You may be better off smoking than investing into a traditional 401(k)

  • You may be better off smoking than investing into a traditional 401(k)

    It’s not up for debate, smoking is bad for you. It leads to cancer, harms every single organ in the body and has become somewhat expensive as well, but when planning for retirement you may be, believe or not, better off smoking rather than investing into a Traditional IRA or 401(k).

    Sounds ridiculous, we know, but with the understanding of federal regulations and your health coverage in retirement it will become increasingly apparent that investing into any tax deferred investment is just really bad for you.

    The federal regulations that you must know about:

    1. You must enroll into Medicare to receive any Social Security benefit.
    2. This mandatory health coverage (Medicare) is based on your income through Medicare’s Income Related Monthly Adjustment Amount (IRMAA).
    3. The cost of this coverage is automatically deducted from your Social Security benefit.
    4. Income, by definition of the federal government, is “your adjusted gross income plus any tax-exempt interest you may have or everything on lines 37 and 8b of your 1040 tax return.
    Some examples of income that counts towards IRMAA are:

    Social Security benefits, Wages, Rental and Pension Income, Interest, Capital Gains, Dividends and all distributions from any tax-deferred investments you may have. This includes your traditional 401(k).

    By investing into that traditional 401(k) you are setting yourself up for higher health costs, as well as receiving a lower Social Security benefit.

    The tax benefits today of investing in a taxed deferred vehicle will be, if you live an average life span, negated, thanks, in part, to Medicare’s IRMAA.

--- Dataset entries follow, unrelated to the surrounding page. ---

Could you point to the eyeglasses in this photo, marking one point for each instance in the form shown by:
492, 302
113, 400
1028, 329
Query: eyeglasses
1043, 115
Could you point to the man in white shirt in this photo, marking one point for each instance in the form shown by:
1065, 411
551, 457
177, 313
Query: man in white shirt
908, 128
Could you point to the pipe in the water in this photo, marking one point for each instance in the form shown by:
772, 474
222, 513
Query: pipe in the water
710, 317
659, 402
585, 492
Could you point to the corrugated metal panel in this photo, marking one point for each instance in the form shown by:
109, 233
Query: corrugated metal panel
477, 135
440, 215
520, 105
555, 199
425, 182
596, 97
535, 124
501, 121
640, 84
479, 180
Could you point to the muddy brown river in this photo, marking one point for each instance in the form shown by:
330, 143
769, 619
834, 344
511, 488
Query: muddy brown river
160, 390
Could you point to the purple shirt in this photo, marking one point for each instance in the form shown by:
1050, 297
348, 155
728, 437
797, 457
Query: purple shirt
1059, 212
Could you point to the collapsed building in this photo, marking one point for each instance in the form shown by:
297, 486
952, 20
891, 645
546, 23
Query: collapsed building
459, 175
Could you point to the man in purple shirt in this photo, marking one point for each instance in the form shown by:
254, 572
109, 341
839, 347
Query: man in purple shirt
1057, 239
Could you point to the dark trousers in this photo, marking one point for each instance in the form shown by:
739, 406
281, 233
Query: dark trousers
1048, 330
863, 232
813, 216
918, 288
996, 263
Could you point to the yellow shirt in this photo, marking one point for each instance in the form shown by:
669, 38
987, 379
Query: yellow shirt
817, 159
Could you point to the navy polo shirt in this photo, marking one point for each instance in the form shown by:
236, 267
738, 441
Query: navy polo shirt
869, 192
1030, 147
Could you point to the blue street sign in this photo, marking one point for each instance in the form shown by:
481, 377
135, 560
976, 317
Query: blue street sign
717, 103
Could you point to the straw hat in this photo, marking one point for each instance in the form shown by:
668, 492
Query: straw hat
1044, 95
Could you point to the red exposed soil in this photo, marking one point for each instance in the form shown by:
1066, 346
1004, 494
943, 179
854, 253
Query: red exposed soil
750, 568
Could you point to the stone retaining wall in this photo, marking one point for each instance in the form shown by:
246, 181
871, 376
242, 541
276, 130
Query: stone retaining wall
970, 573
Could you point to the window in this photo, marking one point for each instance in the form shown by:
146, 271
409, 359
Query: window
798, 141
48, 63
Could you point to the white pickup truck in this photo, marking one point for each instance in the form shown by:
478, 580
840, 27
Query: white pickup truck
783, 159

    But will you be impacted by this?

    Thankfully, the federal government pegged the IRMAA brackets at a high level which start at $85,000 in income for a single person and $170,000 for a couple so this shouldn’t impact too many people.

    An example of who the federal government is eyeballing for Medicare’s IRMAA:

    Person A is:

    • 55 years old today and retiring at age 70.
    • Is investing $10,000 a year into that traditional 401(k) annually at a 5 percent return.
    • Has saved $50,000 in that traditional 401(k) already.
    • Earns $85,000 a year from employment.

    The good news, by age 70, Person A:

    • Will have saved $40,000 in taxes by investing into the traditional 401(k) if they are in the 25 percent income tax bracket.
    • Their nest egg will have grown to just over $350,000.
    • Social Security benefits, which Person A expects to grow at 2 percent, starts at $57,726.00
    Unfortunately, there is bad news in the form of that mandatory health coverage cost through Medicare.

    According to the Medicare Board of Trustees Medicare Part B is expected to inflate by over 5.1 percent while Part D is expected to inflate by 5.4 person for at least the next 8 years. This means those IRMAA surcharge charges will inflate at the same rate too.

    Due to the required minimum distribution (RMD), coupled with their Social Security benefit, they will enter Medicare’s first IRMAA bracket at age 76 and remain there until age 81.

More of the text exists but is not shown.